I don’t know much about the mortgage crisis, but got an interesting insight last week. I was sitting next to a couple on a flight last week, and silently listening to them go over ALL their options on their apparently sky-high mortgage on their now overpriced house. Quite imaginative these two.
They were hardly the Joads about to be evicted from the ancestral homestead by bankers in black hats. Both seemed to be well-dressed and well off (flying from Denver to Boston) and employed. But their anger was not necessarily that they had bought in at the peak of the market and now were stuck paying off a relatively high-interest loan that was apparently more than their house was worth, but rather that with all the sudden great buys out there, they didn’t have the wherewithal to take advantage–while a default of some sort would at least free them up to go back in and buy something both far nicer and far cheaper.

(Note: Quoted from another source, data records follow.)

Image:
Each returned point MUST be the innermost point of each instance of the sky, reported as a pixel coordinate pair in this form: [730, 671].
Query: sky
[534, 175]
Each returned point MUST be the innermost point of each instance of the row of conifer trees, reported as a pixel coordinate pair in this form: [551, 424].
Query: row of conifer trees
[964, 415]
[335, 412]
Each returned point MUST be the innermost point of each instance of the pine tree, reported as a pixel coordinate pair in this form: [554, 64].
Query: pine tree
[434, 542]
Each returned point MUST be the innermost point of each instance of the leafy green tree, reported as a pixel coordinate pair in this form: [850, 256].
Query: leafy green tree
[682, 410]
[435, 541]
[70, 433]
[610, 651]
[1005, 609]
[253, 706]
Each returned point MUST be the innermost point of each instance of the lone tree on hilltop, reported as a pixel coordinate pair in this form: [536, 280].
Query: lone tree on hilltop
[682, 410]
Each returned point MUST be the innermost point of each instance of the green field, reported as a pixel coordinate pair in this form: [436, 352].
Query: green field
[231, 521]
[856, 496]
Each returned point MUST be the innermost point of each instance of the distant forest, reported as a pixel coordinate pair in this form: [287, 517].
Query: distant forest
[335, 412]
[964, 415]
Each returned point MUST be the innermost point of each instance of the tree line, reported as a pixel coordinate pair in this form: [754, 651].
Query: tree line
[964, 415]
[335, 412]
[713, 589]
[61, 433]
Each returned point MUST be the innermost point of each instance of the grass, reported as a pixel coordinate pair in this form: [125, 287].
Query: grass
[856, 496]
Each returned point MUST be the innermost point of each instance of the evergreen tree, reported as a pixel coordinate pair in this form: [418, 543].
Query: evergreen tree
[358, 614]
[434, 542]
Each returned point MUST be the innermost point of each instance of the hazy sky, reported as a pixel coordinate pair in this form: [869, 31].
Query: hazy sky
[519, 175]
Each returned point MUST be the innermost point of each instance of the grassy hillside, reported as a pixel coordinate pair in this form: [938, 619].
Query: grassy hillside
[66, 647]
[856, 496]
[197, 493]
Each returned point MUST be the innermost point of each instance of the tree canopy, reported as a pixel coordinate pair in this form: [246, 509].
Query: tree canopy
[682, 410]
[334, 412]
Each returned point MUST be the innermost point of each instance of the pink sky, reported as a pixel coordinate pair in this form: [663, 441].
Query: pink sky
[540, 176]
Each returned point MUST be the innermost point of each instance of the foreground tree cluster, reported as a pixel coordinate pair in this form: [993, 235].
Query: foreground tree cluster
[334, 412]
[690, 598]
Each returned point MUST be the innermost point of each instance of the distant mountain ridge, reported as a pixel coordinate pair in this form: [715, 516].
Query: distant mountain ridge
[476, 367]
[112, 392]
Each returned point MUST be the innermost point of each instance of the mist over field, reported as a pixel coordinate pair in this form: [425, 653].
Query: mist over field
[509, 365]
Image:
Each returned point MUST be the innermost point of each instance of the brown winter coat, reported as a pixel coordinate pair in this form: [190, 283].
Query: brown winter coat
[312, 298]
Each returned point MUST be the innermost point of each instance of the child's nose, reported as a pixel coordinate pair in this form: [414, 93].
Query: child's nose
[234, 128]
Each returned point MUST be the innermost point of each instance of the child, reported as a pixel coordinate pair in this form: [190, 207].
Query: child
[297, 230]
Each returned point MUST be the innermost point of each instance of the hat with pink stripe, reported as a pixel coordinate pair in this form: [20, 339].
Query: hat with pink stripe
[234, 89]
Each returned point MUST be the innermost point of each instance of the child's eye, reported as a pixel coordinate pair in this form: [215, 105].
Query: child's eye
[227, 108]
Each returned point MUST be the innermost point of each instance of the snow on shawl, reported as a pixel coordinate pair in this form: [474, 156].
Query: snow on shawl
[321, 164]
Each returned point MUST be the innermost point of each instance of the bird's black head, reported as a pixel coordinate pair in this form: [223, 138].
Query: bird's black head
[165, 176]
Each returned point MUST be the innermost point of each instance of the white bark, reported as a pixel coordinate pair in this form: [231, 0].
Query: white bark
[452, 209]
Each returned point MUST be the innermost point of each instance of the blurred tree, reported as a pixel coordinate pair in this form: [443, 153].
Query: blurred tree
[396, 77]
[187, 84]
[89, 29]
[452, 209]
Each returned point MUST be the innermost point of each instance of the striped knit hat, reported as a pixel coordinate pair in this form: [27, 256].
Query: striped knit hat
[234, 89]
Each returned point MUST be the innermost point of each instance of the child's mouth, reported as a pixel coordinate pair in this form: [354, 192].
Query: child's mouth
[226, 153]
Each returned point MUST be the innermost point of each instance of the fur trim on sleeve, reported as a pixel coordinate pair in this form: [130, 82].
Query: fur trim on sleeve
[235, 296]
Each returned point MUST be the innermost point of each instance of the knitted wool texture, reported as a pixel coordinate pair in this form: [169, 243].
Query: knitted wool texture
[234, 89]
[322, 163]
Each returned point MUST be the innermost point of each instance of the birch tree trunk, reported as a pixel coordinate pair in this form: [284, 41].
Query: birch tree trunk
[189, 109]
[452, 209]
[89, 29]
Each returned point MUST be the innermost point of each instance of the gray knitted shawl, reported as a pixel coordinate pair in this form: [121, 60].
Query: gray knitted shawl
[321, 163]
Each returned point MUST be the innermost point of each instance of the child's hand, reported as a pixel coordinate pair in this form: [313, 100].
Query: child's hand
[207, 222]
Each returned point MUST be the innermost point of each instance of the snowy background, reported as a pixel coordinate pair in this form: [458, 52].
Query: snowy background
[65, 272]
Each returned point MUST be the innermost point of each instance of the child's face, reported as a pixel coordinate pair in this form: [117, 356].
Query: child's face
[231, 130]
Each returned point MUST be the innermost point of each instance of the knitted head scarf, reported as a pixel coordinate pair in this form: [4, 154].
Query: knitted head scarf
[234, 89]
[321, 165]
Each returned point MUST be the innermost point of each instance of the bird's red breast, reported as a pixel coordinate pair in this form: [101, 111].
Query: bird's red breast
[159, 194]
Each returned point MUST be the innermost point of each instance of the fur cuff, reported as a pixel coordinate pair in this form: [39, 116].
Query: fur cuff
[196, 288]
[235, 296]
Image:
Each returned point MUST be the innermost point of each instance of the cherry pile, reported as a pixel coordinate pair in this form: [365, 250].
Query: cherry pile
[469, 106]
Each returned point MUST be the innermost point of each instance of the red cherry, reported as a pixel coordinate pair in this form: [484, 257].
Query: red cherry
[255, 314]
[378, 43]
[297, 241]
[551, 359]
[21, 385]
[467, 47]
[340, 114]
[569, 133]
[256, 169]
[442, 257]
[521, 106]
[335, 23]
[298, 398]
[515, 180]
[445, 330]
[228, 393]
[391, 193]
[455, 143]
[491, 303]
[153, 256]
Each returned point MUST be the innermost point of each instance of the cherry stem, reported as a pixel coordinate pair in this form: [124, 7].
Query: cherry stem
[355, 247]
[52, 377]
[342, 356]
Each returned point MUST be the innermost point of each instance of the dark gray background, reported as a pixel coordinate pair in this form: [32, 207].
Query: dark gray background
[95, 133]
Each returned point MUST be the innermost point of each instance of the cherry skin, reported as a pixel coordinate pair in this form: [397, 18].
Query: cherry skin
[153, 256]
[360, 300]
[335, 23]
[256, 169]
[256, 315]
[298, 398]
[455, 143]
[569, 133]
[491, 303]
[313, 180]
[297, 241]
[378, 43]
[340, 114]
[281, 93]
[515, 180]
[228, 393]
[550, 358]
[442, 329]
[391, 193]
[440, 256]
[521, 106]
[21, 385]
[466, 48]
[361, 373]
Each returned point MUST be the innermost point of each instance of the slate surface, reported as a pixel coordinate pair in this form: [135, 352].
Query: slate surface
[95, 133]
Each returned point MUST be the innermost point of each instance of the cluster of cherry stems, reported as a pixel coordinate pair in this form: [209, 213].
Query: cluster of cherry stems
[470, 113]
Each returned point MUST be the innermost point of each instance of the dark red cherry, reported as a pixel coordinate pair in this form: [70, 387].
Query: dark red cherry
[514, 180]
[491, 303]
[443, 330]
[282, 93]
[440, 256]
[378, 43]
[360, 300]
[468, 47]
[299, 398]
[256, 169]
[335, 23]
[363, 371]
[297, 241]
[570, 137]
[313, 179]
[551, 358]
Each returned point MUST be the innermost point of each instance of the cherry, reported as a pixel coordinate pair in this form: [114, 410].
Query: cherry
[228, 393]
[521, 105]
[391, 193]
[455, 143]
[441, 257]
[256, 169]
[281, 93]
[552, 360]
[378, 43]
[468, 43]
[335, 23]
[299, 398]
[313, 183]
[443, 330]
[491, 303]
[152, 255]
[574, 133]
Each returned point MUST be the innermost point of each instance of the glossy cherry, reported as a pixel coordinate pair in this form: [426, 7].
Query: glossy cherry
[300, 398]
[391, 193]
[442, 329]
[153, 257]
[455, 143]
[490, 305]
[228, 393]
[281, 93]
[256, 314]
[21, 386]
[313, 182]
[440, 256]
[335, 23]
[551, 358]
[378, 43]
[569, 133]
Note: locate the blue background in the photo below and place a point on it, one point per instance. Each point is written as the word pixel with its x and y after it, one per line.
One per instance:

If that thinking became widespread and a chain reaction–that the problem is not so much a sudden economic downturn that has meant mortgages can’t be met, but rather a combination of anger (e.g., betting wrong and now owning a debt greater than the accompanying asset is worth) and not-wanting to-play-by-the-rules (e.g., why not let bygones be bygones and instead find a way [[i.e., it's the bank's problem not ours] to start over at a cheaper interest rate and a better house for less money?) — then you can see why the banks are panicking. Perhaps they suspect that this current generation of buyer is of a different sort than from the past, and thinks obligations and contracts mean little, and everything instead is always negotiable.
We may be a long way from our grandparents’ generation. I remember hearing from them that the only thing worse than the evil of a farm mortgage was the shame of not paying it.